Notes on The Machine Is Learning

This is a series of art videos that were generated as a by-product of an ongoing computational media project further described in GVOD, GVOD + Analytics: Star Treks \\///, etc.

The Machine is Learning, v2.2.
12:37 minutes, 960 x 720 pixels.

The Machine is Learning, v2.3 lbp
12:37 minutes, 960 x 720 pixels.

The Machine is Learning, v5.7 multi
12:37 minutes, 960 x 720 pixels.

The Machine is Learning, v5.7 multi ghost
12:37 minutes, 960 x 720 pixels.

GVOD + Analytics: Star Treks \\///



This is a fan studies and media assemblage experiment, loosely associated with Professor Abigail De Kosnik’s Fan Data/Net Difference Project at the Berkeley Center for New Media. It uses technology associated with copyright verification and the surveillance state to desconstruct serial television into a hybrid media form.

The motivating question for this work is simple. How does one quantize serial television?
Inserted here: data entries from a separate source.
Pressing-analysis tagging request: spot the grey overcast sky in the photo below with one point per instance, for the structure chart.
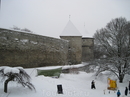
(49, 17)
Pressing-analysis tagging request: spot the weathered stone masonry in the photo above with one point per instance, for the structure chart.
(30, 50)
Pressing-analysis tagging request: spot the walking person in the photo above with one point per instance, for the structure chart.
(129, 87)
(118, 93)
(126, 91)
(93, 85)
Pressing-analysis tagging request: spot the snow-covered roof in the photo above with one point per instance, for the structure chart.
(70, 30)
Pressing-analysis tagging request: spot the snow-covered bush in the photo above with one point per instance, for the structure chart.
(17, 74)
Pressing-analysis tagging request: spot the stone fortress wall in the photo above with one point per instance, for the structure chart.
(30, 50)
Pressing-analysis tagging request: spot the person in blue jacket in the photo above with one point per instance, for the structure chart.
(118, 93)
Given a television episode,  such as the third episode of Star Trek, how can it be measured and then compared to other episodes of Star Trek? Can characters of the original Star Trek television series be compared to characters in different Star Trek universes and franchises, such as comparing Kirk/Spock in Star Trek to Janeway/Seven-of-Nine in Star Trek Voyager? Given a media text, how do you tag and score it? If you cannot score the whole text, can you score a character or characters? How do characters or elements of a media text become countable?

Media Texts:

Star Trek (The Original Series), aka TOS, 1966 to 1969. Episodes: 79. Running time each: 50 minutes. English subtitles from subscene for Seasons 1, 2, 3.
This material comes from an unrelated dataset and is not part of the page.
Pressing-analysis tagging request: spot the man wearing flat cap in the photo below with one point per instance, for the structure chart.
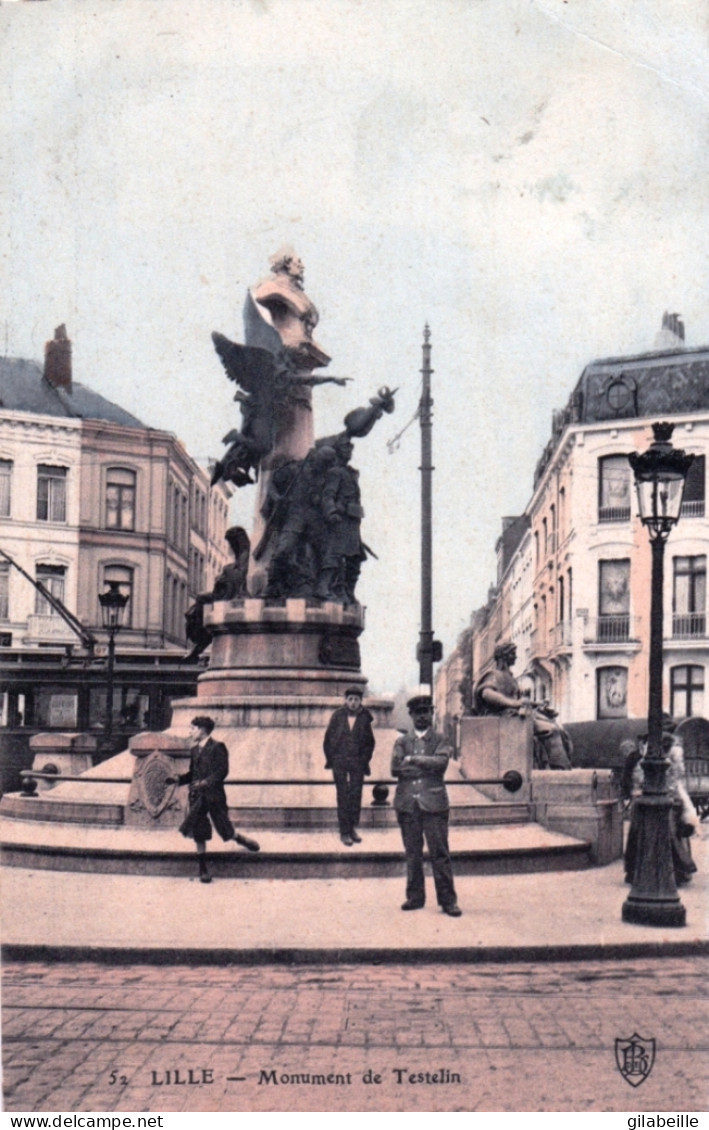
(421, 801)
(348, 746)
Star Trek Voyager, aka VOY, 1995 to 2001. Episodes: S03E26 to S07E26, ie #68 to #172, a total of 104. Running time each varies between 45 and 46 minutes.

Media Focus/Themes:

The pairs of Kirk/Spock in Star Trek the Original Series and Janeway/Seven of Nine in Star Trek Voyager will be compared in a media-analytic fashion.

A popular fanfic genre is called One True Pairing, aka OTP, which is a perceived or invented romantic relationship between two characters. One of the best known examples of OTP is the pair of Kirk and Spock on TOS. Indeed, fanfic involving Kirk and Spock is so popular to have its own nomenclature, and is called slash, or slash fic.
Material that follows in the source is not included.